November 30, 2007

max, ca 1895

my great-grandfather max was obviously a cutting-edge sort of guy. here he is on his safety bicycle and sporty cycling outfit in maybe around 1895, which would make him 20 in this undated photograph. bicycling was, at this time, quite the thing to do among the upper and middle classes all over america and europe and i feel like this photograph of max on his bicycle was probably taken to commemorate how very fashionable he was, just as someone might pose for a photograph with their fancy car today.

i personally think that max is one of my most adorable ancestors and the stories i have heard about his kind heart seem to amply back this up. one of the youngest of 16 children, born to a wealthy family in l'viv, ukraine (then, lemberg, austria), max emigrated to the u.s. in 1899. the family lore says that this was so that he could escape compulsory service in the austro-hungarian army. i am not sure if this can actually be true, because the internet informs me that the universally compulsory military service within the austro-hungarian empire began at age 20 and lasted 3 years, after which came an additional 9 years in the reserves. since max was 25 when he came to the united states, he was probably not evading this initial conscription but it is possible - i guess - that he could have been avoiding being called up as a reservist. whatever the case (and i really wish i knew what it was), max settled in york, pennsylvania where he became a tobacco wholesaler.

as i have written before, max married my great-grandmother anna in 1905 at which time he was living in what the clerk filling out the marriage license noted as "redelheim, pa." for a while i puzzled over this - wondering why i couldn't find what i supposed must be a small german enclave called redelheim anywhere in york county or, for that matter, in all of pennsylvania. then i realized (or perhaps someone pointed it out to me) that redelheim and the german pastoralism that name somehow evoked in me was a sort of mondegreen perpetuated by a clerk who (and i don't blame him) didn't realize max and his austrian accent were actually saying "red lion," a town in york county that most assuredly does exist.

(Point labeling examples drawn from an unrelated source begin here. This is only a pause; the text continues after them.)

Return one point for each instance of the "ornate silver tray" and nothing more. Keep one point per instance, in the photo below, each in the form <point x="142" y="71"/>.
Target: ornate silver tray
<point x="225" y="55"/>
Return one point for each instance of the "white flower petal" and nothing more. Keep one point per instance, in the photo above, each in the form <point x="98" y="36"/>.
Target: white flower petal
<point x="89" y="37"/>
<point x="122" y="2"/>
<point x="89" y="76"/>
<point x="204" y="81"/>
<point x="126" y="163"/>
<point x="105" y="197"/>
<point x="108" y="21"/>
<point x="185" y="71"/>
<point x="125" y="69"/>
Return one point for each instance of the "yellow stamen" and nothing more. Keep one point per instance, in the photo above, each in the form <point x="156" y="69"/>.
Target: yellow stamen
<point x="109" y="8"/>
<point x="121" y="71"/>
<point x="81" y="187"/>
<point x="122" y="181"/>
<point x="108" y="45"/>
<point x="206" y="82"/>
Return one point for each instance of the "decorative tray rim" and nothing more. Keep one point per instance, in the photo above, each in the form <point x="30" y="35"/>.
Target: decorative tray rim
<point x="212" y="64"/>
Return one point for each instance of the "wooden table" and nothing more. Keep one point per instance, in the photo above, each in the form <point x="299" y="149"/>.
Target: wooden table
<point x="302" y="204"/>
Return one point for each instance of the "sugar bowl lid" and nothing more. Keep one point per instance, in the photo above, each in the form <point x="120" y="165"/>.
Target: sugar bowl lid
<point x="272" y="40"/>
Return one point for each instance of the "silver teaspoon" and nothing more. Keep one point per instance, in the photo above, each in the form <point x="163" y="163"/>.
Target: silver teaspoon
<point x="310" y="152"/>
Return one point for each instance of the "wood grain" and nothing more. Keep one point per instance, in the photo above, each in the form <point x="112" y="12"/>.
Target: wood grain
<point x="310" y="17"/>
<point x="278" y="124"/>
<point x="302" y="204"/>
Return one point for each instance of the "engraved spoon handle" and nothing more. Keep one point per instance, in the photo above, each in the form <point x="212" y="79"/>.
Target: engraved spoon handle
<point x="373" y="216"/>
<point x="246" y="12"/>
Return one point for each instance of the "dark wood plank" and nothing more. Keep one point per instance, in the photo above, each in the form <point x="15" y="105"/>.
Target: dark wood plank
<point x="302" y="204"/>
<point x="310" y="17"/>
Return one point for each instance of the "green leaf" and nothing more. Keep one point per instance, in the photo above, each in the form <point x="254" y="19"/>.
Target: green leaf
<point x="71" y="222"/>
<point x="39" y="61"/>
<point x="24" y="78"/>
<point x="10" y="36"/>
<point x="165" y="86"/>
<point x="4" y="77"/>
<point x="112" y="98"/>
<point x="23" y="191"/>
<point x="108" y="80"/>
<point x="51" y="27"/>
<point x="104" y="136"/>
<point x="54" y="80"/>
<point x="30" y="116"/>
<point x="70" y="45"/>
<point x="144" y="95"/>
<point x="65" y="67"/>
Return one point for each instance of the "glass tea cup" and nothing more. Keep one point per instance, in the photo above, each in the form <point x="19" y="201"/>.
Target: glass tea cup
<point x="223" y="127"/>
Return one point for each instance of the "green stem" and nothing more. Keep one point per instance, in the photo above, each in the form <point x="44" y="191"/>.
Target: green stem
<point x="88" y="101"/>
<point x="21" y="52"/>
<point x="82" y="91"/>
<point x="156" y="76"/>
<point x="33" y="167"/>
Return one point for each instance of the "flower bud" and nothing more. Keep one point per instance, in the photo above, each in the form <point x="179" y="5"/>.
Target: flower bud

max and anna lived in york with their three children - arthur and ethel, who lived to grow up, and william, who did not - as well as an occasional influx of nephews from l'viv who had also come to the united states (whether to escape army service or to find opportunities not available to them in europe, i am not sure). the son of nephew joshua z. stadlan told me that his father lived in york with max and anna (and ethel) for a short time after his arrival in the u.s. in 1921. max wanted joshua to stay and live in york, to join him in the tobacco business as a son, a gesture of generosity and open-heartedness that i see with a certain level of sadness and longing to it. this kind little (and he was very small) man, physically distanced from the large family that he grew up with and left with only a tiny family circle - with a often-ill hypochondriac wife and two children greatly separated in age with the ghost of a dead brother between them - must have yearned after the chance to invite in his brother's and sister's sons, to expand his local family fold and restore something of the close big family of his past. though joshua went his own way as a labor organizer and jewish educator, he always (i was told by his son, emanuel) thought fondly of his uncle max and his cousins, keeping in touch over the years and various distances that separated them, as did emanuel himself. joshua and his wife bessie even had a tree planted in israel on the occasion of my first cousin eric's birth in 1977, which i know because my grandmother kept the certificate in a box with other mementos.

max's same gesture of openness greeted the nephews who came to america after joshua. even though no one has told me this verbatim, i am sure that it did. both of those other nephews - dorian and henry, brothers who came to the u.s. at different times - were very close with max and his children, and though dorian didn't live in york with them, he did work in the tobacco business and spend a large-ish amount of time around his little cousin ethel, who had a huge crush on him (a story for another day).

max instilled the importance of family into his daughter, a girl who grew up without grandparents and cousins her own age, whose address books from the 1930s thru the 1960s now live in my closet and are filled with the locations and birthdays of cousins and relations i never realized she had known. and i am glad that this value of max's has also spread its way to me. i am sure that he would be happy to know about the way i and his distant acht cousins have rediscovered and redrawn the family bonds that connect us. i am also pretty sure he would be slightly disappointed that my sister does not know how to ride a bicycle.

max (meyer) kalisch, 1873-1947

5 comments:

maggie! said...

my family seems boring (though I'm sure they have secrets too that no one has bothered to look up yet). either way, this bicycle picture is my favorite and I want to know more.

Anonymous said...

damn, i had no idea you had a "i am a crazy collector of family stories and photos" blog!!!!!

lady, you are wild.

rebecca said...

i am sure they're not as boring as you think, miss m. i am a huge fan of this bicycle picture too.

lou, what can i say? i am a woman of many talents and many secrets.

maura said...

AHH! i love love love that picture of the bicycle. amazing.

you are inspiring!! yes yes you are!

rebecca said...

thanks maura! that is very nice to hear.